November 6, 2016
Latest Round Of Turkey’s Assault On Media Within The Country Ropes In Cartoonist Musa Kart

The Turkish cartoonist Musa Kart
was among nine arrested from the daily newspaper
Cumhuriyet on charges of committing crimes that favor the outlawed Kurdistan Workers' Party (PKK) and a network of sympathizers led by Fethullah Gulen.
Arrested with Kart were the paper's editor-in-chief and several board members of the newspaper and its foundation. In somewhat terrifying fashion, those that denied the accusation were kept in custody because those charges might mean they start a counter-narrative if free.

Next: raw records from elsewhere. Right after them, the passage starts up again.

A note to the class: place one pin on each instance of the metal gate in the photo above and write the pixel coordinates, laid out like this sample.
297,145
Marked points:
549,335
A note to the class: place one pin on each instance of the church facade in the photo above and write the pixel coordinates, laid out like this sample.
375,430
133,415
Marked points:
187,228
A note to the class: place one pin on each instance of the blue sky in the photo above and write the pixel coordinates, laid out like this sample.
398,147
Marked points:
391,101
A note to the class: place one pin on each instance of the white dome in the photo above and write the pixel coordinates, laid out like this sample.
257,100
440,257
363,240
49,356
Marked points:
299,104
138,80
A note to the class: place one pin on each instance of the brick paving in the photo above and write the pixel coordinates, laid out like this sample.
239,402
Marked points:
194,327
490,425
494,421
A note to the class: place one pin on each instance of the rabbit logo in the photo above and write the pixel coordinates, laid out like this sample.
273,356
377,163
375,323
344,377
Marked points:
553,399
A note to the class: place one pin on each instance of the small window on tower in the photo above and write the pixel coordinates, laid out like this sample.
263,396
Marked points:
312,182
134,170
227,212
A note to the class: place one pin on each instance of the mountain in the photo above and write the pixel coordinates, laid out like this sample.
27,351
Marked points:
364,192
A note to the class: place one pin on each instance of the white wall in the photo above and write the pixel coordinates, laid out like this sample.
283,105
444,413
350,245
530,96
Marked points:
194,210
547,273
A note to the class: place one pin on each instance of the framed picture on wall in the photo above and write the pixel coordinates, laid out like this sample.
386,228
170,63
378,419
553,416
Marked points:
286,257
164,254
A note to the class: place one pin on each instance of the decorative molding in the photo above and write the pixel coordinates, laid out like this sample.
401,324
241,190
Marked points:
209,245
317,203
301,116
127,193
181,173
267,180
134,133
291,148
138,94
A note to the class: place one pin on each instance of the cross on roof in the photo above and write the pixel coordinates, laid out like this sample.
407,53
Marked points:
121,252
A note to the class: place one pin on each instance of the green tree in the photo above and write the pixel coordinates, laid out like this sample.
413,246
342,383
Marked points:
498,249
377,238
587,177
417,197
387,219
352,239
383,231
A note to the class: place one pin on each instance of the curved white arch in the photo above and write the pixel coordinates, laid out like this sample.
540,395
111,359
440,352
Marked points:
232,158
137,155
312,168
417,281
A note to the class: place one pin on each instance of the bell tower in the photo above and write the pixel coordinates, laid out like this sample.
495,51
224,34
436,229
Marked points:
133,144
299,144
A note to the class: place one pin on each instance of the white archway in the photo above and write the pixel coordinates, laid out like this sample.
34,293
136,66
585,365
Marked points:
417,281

While this latest move is more powerfully strident than past strikes against media entities within Turkey, the country has long had a troublesome history of hostility towards journalists and comics-makers, using pressure from the courts to quell what most countries' cultures would see as not only acceptable but almost benign counter-opinion. Kart has frequently run up against these counter-measures, at one point severe enough political observers thought it might directly harm Turkey's ability to forge close ties with western countries.
The latest
seems to be that the court reprimanded those in custody on Saturday night, which doesn't sound like movement in a direction that might favor Kart and his fellow journalists.
The cartoonist's slot was left blank to focus attention on Kart's plight.